The difference between DirectRunner and DataflowRunner is I comment out the setRunner line. DirectRunner works perfect, Dataflow fails because it can't delete temp files from the bucket.
Thanks!
Upvotes: 1
Views: 1729
Reputation: 521
It seems to be a bucket object permission error. Check the Service Account and verify that you are using the right permissions.
If your bucket is on the same project as your Dataflow Job, you will need to grant the following permissions to your service account:
storage.objects.create
storage.objects.delete
storage.objects.get
storage.objects.getIamPolicy
storage.objects.list
Otherwise you will need to grant the object access permissions to your service account on the bucket project. This process is detailed here.

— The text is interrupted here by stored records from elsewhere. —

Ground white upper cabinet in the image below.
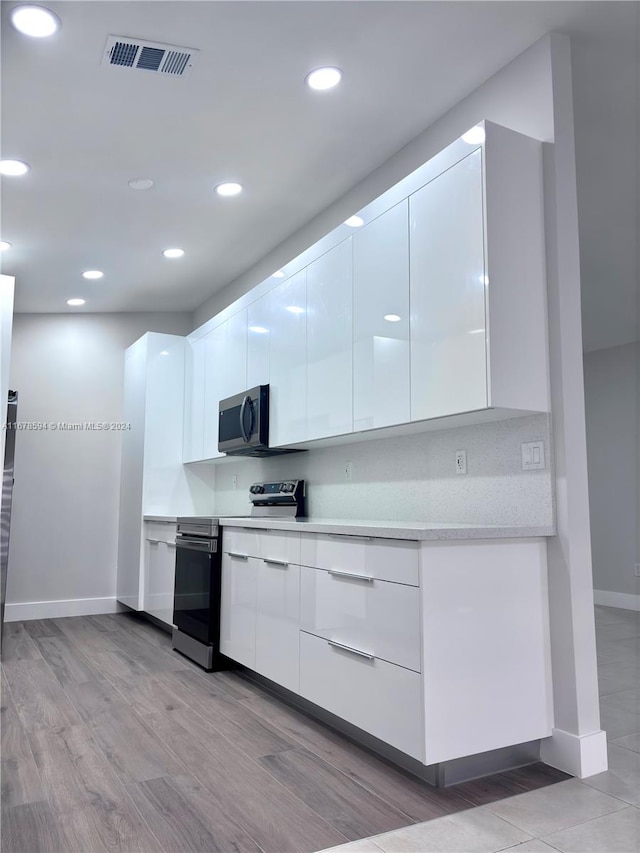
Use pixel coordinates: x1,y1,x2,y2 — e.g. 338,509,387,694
203,308,247,459
183,338,206,462
409,149,487,420
247,294,271,388
264,270,307,447
306,238,353,439
353,200,410,431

In order to grant the permissions, you can define the permissions as a role and assign the role to the service account:
gcloud iam roles create objectEditor \
--project={PROJECT_ID} \
--permissions=storage.objects.create,storage.objects.delete,storage.objects.get,storage.objects.getIamPolicy,storage.objects.list
gcloud projects add-iam-policy-binding {PROJECT_ID} \
--member=serviceAccount:{SERVICE_ACC_EMAIL} \
--role=objectEditor
Upvotes: 2
Reputation: 310
I faced the same issue. Then I updated Service Account permissions, try it may work for you.
storage.objects.create
storage.objects.delete
storage.objects.get
storage.objects.getIamPolicy
storage.objects.list
Upvotes: 1